I traveled to museums in Vienna, Budapest, Bratislava and local
archives in North Eastern Slovakia to find the images in the film.
It was difficult since the rural areas were poor and few photographs
were ever taken of these people's lives. In the Austrian National
Archives, I found a 1910 photo of her market town Bardejov.
At the Hungarian Ethnographic Museum, I found photos of rural taverns
run by Jews; in local archives in Slovakia, I found a photo of a
glass factory.
Jewish Immigrants in Cleveland
When my great-grandfather arrived in America he withdrew into the
security of his religious books. No one questioned his retreat
from life. In Cleveland as in Krize, Jewish women accepted
their traditional role and supported the scholar as an honor and
duty. Yet, it put enormous pressure on the women. While her
father studied all day, my grandmother's mother sold milk from her
cow and homemade wine from her basement.
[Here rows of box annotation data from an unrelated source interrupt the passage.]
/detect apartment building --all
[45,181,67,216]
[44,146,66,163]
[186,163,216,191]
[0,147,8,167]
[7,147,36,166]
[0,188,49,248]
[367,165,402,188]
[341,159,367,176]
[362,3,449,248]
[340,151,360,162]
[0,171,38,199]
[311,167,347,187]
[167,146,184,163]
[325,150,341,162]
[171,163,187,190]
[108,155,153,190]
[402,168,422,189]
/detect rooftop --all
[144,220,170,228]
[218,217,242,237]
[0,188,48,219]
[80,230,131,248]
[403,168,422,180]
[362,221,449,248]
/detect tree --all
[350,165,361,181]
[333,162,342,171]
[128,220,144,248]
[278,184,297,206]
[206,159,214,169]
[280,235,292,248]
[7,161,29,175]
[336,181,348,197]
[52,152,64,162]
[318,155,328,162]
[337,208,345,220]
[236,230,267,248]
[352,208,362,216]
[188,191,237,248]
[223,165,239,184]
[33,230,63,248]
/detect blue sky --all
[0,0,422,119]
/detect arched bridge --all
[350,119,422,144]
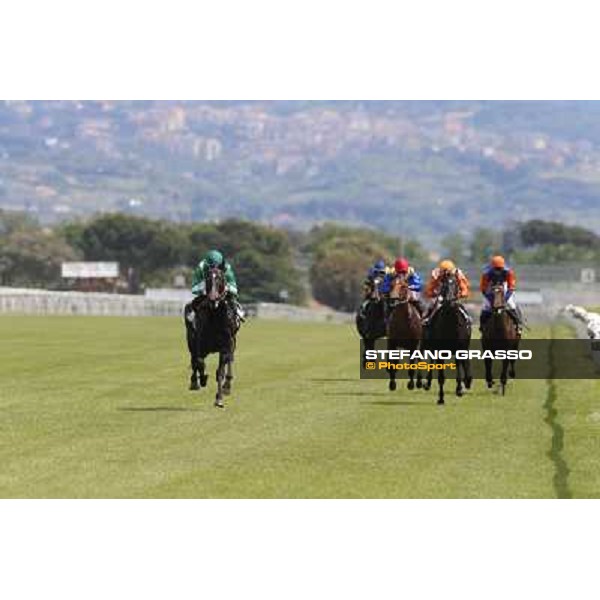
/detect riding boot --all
[479,310,492,331]
[506,307,523,335]
[358,299,369,319]
[410,298,426,319]
[458,302,473,325]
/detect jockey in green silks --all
[192,250,244,321]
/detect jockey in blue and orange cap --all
[479,254,523,333]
My grandmother went
to work in a knitting factory, joining many immigrant daughters
in the thriving Cleveland garment industry.
My grandmother never spoke of Krize or the anti-Semitism or her
loneliness. Her story always began in America where she felt
her life began. She lived in a poor, crowded Jewish neighborhood,
but saw a community striving for success. She went to night
school and had a social life. She worked hard in the factory
and earned the respect of men. Using audiotapes recorded in 1983,
my grandmother describes with pride, her role in training men. She
treasured her new status in a man's world and wanted more. Her Uncle
Henry Spira was her role model. He arrived at age 15 in 1887, and
moved from peddling notions to farmers to opening a bar. Immigrants
streamed into the bar to drink and to change money. Soon,
his bar became a bank serving a Jewish population that grew from
3500 when he arrived to 75,000 in 1910. His story fueled her
ambition along with the fact that he lived on the same block as
John D. Rockefeller. She believed she could do the same.
She must have flourished with her freedom to work, to make friends,
and to choose her own husband. But marriage ended all her
ambition and independence. Born ahead of her time, she was
helpless to challenge the tradition that a married woman does not
work outside the home or family business. Trapped again inside
the world of women, I think she felt robbed of her dreams and took
her anger out on her first child. Thus, an inheritance
of power through fear was passed from generation to generation,
hidden by the external signs of success and social acceptance in
America.
Ironically, my grandmother was able to leave the home during the
Depression when survival became more important that tradition.
To help support the family, she re-entered the world of business
and eventually became the first woman in Cleveland to have her own
construction business. She almost achieved a success equal
to her uncle's until the death of her 41 year-old daughter stopped
her. Perhaps through remorse or a sense of punishment from
God, she gave it all up and retired.
She had an immense influence on my family, but by understanding
her story, we're changing the effect of her legacy. The documentary
culminates in a church, the former synagogue where my father was
a junior rabbi. Speaking to the African-American congregation,
the father/daughter journey coalesces for my father. He tells
a rabbi's story about a man who loved his daughter so much she wants
to know when she can have a child so she can love like that.
My father knows that he never expressed that kind of love to his own daughter
and regrets that he could not be more like the man in the story.
But now, at 80, he's trying to show the love that was buried for so long. The result of this dance with my
father is respect for the power of the father/daughter relationship,
the family pain, and the shared moments of intimacy.